Abstract

The surgical management options for bilateral hip osteoarthritis comprise staged or single-anaesthetic bilateral total hip replacements (THRs). The key issue of contention in performing the latter remains safety. We compared unilateral, staged bilateral and single-anaesthetic bilateral THR with the hypothesis that there would be no difference between these three practices using mortality risk, functional outcome and revision rate as the primary outcome measures. We performed a retrospective cohort analysis of the New Zealand Joint Registry identifying all primary THRs performed between 1 January 1999 and 31 December 2015. We report this study in accordance with STROBE and RECORD guidelines. We identified all unilateral THRs, all single-anaesthetic bilateral THRs and all staged bilateral THRs and compared the mortality risk, all-cause revision risk with Kaplan-Meier survival analysis and reasons for revision and functional outcome using the Oxford 12 scores. Analysis was adjusted for age, gender, American Society of Anesthesiologists rating score and body mass index. The mortality risk for single-anaesthetic bilateral THR within 3 months was 0.26% and for unilateral THR 0.75% (hazard ratio 0.35 (95% confidence interval (CI) 0.30-0.41, P < 0.001).
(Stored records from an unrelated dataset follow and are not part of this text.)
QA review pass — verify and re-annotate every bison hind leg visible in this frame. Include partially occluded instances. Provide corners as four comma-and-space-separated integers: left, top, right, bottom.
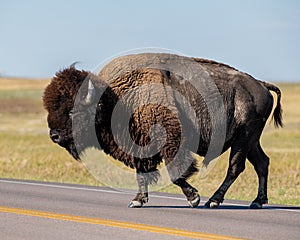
247, 142, 269, 209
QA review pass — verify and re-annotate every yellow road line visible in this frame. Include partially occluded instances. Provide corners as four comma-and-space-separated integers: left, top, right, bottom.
0, 206, 244, 240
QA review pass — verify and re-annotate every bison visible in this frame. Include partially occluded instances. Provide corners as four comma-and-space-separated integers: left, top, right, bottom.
43, 53, 282, 209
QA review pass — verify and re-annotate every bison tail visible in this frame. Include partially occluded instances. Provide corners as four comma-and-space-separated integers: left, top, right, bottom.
273, 92, 283, 128
259, 81, 283, 128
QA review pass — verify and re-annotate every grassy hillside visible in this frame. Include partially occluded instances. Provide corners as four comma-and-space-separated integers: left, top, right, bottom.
0, 78, 299, 205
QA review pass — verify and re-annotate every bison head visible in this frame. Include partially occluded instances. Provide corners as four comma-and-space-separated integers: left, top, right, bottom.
43, 66, 99, 160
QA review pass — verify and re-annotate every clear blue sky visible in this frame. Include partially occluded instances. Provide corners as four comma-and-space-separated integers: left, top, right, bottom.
1, 0, 299, 82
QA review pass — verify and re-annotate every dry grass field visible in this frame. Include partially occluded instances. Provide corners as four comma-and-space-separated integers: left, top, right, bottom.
0, 78, 299, 205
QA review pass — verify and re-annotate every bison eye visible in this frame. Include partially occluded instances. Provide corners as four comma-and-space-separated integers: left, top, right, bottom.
69, 110, 80, 120
69, 110, 74, 118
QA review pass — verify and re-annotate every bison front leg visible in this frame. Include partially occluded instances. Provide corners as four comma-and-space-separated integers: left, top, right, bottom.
173, 178, 200, 208
166, 152, 200, 208
128, 173, 149, 208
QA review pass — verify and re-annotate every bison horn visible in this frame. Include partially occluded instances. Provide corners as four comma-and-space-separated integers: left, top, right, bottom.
83, 79, 95, 105
70, 61, 80, 68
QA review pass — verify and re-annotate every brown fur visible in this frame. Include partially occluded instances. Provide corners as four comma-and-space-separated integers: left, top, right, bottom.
43, 53, 283, 208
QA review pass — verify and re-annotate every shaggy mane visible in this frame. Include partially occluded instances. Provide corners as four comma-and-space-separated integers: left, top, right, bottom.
43, 66, 89, 112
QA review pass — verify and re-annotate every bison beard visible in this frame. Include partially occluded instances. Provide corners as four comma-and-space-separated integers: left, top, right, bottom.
43, 53, 283, 209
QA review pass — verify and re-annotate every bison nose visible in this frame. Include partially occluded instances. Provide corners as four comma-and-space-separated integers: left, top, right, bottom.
50, 130, 61, 143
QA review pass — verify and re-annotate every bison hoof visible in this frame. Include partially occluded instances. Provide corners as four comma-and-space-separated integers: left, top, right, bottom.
128, 200, 143, 208
250, 202, 262, 209
205, 200, 219, 209
188, 194, 200, 208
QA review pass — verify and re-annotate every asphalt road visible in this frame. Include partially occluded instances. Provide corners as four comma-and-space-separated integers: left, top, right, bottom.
0, 179, 299, 240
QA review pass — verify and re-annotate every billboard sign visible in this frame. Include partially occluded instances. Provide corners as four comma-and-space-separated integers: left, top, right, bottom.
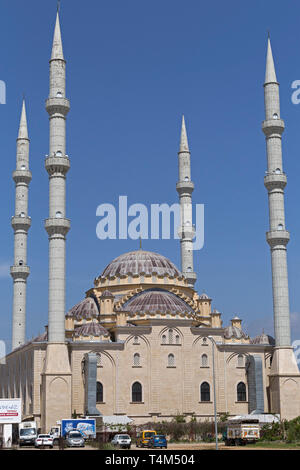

The risk of revision in the single-anaesthetic bilateral THR group was 0.69/100 component years (95% CI 0.59-0.79/100 component years) versus 0.74/100 component years (95% CI 0.72-0.77/100 component years) in unilateral THR. Mean Oxford 12 scores at 6 months post-arthroplasty was 41.7 (95% CI 41.2-42.2) in the single-anaesthetic bilateral THR group. The best results in the staged bilateral THR group were obtained if the second procedure was delayed by at least 90 days from the first THR. Single anaesthetic bilateral THR is at least as safe as unilateral THR or staged bilateral THR in appropriately selected cases. Experienced surgeons can expect predictable survival rates and functional scores.